GABlog Generative Anthropology in the Public Sphere

July 28, 2006

Darkest Just before the Dawn?

Filed under: GA — ericgans @ 12:31 am

The MacNeil-Lehrer newshour, which I’ve watched over the years as a reasonably fair-minded program, has an interesting way of covering the recent Israel-Hezbollah conflict. They begin with one of those British reporters who must learn their craft in a mortuary–every sentence ends with a fall–showing us the latest results of Israeli destruction; bombed-out buildings, piles of rubble (today one was topped with a dusty child’s toy), interviews with homeless victims… The strongly conveyed implication is that Israel is indiscriminately bombing “innocent people” for no reason except revenge or general frustration. Then we have our Israel segment, much shorter, with perhaps a bit of destruction, but more likely some footage of soldiers preparing for battle, sitting on a tank, maybe evacuating their wounded. In short, the tough military against the helpless civilians.

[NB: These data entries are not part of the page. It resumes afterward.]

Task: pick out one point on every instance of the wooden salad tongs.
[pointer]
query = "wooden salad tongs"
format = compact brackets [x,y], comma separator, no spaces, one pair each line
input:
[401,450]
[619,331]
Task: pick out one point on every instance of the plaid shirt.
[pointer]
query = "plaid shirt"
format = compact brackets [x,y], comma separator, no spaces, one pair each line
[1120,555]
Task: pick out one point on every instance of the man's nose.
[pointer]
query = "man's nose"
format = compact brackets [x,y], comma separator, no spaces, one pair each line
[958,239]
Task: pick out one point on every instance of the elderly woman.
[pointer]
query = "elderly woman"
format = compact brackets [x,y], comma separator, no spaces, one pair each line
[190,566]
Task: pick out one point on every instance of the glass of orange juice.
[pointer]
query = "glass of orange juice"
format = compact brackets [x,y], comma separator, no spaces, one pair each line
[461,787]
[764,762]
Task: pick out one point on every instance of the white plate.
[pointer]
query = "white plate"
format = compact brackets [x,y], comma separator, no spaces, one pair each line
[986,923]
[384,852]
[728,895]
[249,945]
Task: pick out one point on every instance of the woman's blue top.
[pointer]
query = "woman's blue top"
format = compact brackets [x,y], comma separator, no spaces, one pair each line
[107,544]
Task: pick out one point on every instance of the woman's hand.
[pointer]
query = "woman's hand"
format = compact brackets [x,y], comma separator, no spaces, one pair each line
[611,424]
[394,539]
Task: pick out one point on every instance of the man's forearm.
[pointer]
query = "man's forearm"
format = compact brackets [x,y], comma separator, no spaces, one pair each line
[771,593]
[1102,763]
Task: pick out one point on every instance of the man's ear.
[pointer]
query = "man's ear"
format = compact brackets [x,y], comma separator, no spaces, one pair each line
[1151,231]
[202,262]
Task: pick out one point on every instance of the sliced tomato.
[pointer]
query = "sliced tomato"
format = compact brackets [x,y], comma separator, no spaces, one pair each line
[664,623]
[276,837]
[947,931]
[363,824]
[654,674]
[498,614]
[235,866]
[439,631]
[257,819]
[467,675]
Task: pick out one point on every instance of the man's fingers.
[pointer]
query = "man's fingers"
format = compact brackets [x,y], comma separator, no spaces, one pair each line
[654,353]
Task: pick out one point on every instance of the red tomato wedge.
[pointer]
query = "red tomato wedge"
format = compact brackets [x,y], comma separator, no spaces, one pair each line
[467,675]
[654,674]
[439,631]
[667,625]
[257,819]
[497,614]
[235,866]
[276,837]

Well, journalism today is victimary to the core; if it bleeds (and there’s a reporter around to blame it on the US, Israel, or Mother Nature), it leads. But I was a bit taken aback by the following segment, which involved a group of specialists in the Arab media, but no one remotely connected to Israel, discussing the grave problem that, in contrast with the enlightened Middle East, the USA is getting a one-sided account of the fighting–the Israeli side. It appears that “the media” have bettter contacts in Israel than with Hezbollah and are misleading their viewers into thinking that this is just a John Wayner between the good guys and the bad guys; “nuance” is being lost. Ah, those Israeli lobbyists… And it’s nice to know that the Corporation for Public Broadcasting is helping to restore the balance by its “nuanced” reporting of Israeli devastation.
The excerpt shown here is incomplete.